Friday of Week 15 of Ordinary Time – Gospel


Commentary on Matthew 12:1-8

Today’s story follows immediately on yesterday’s words of Jesus inviting those carrying heavy burdens to come to him for comfort and relief.  Those burdens were understood to be the yoke of the Law which could weight so heavily on the ordinary person. Today we see what kind of burdens it entailed.

Jesus and his disciples are walking through a cornfield.  The disciples were feeling a little hungry so they began plucking ears of corn to eat…nothing wrong with that.  Gleaning, especially where the poor were concerned, was not regarded as stealing:

When you go through your neighbour’s grainfield, you may pick some of the ears with your hand, but do not put a sickle to your neighbour’s grain. (Deuteronomy 23:26)

Yet the Pharisees criticised the disciples’ behaviour before Jesus.  They were not upset by the plucking of the corn, but because it was done a sabbath day.  Most manual work was forbidden on the sabbath, including for instance, reaping.  So we read in Exodus:

For six days you may work, but on the seventh day you shall rest; on that day you must rest even during the seasons of ploughing and harvesting. (Exodus 34:21)

 

The question that would come immediately to the legalistic mind would be what exactly constituted harvesting.  In the minds of the Pharisees, who would put the strictest interpretation in order to be on the safe side, what the disciples were doing contravened the Sabbath requirements.

Jesus would have none of this nonsense.  He gave two examples which the Pharisees would find difficult to criticise:

First, David’s soldiers, because they were hungry, went into the house of God and ate the loaves of proposition, that is, bread which was laid out as an offering to God.  According to the law, only the priests were allowed to eat this bread.

Second, he pointed to the priests on temple duty who not only worked on the sabbath, but did more work than usual on that day (like priests today!).  Yet no one found fault with them.

Jesus has two further and more powerful arguments:

First, He calls his accusers’ attention to a saying from the prophet Hosea (Hosea 6:6):

It is mercy I desire, not sacrifice.

What this means is that the measure of our behaviour in God’s eyes is not our observance of law, but the degree of love and compassion we have for our brothers and sisters.  Laws are for people; people are not for laws.  That is why a truly loving act always transcends any law.  If the Pharisees had fully understood the meaning of Hosea’s words, they would not have “condemned these innocent men”.

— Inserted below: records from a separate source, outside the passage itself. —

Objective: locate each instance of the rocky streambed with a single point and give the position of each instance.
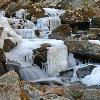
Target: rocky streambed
(49, 51)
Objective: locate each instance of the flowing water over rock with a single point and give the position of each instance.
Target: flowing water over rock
(59, 60)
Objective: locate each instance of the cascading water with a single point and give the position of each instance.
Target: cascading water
(48, 23)
(26, 33)
(57, 60)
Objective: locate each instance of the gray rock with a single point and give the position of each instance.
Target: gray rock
(82, 72)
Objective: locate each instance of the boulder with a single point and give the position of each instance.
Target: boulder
(61, 32)
(3, 68)
(73, 91)
(95, 22)
(8, 45)
(84, 50)
(82, 72)
(12, 8)
(35, 11)
(9, 86)
(40, 55)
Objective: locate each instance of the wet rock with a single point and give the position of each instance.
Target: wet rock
(12, 8)
(1, 30)
(95, 22)
(81, 92)
(35, 11)
(61, 32)
(82, 72)
(8, 45)
(94, 33)
(40, 55)
(3, 68)
(84, 50)
(9, 86)
(68, 74)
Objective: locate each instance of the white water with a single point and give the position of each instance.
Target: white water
(53, 12)
(8, 31)
(48, 23)
(23, 55)
(26, 33)
(57, 59)
(32, 73)
(93, 78)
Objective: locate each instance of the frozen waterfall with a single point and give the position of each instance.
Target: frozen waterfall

Second, Jesus simply says,

The Son of Man is indeed the Lord of the sabbath.

Jesus as Lord is not bound by even the God-given laws of Israel.  If, in the eyes of Jesus, his disciples are innocent, then they are innocent.

Every time we read texts like this we have to look at how we as Christians behave both individually and corporately.  Legalism and small-mindedness can very easily infect our Catholic life.  We can start measuring people – including ourselves, but especially others – by the observance or non-observance of things which really have little to do with the substance of our Christian faith.  Of course, we can also go to the other extreme of having no rules at all.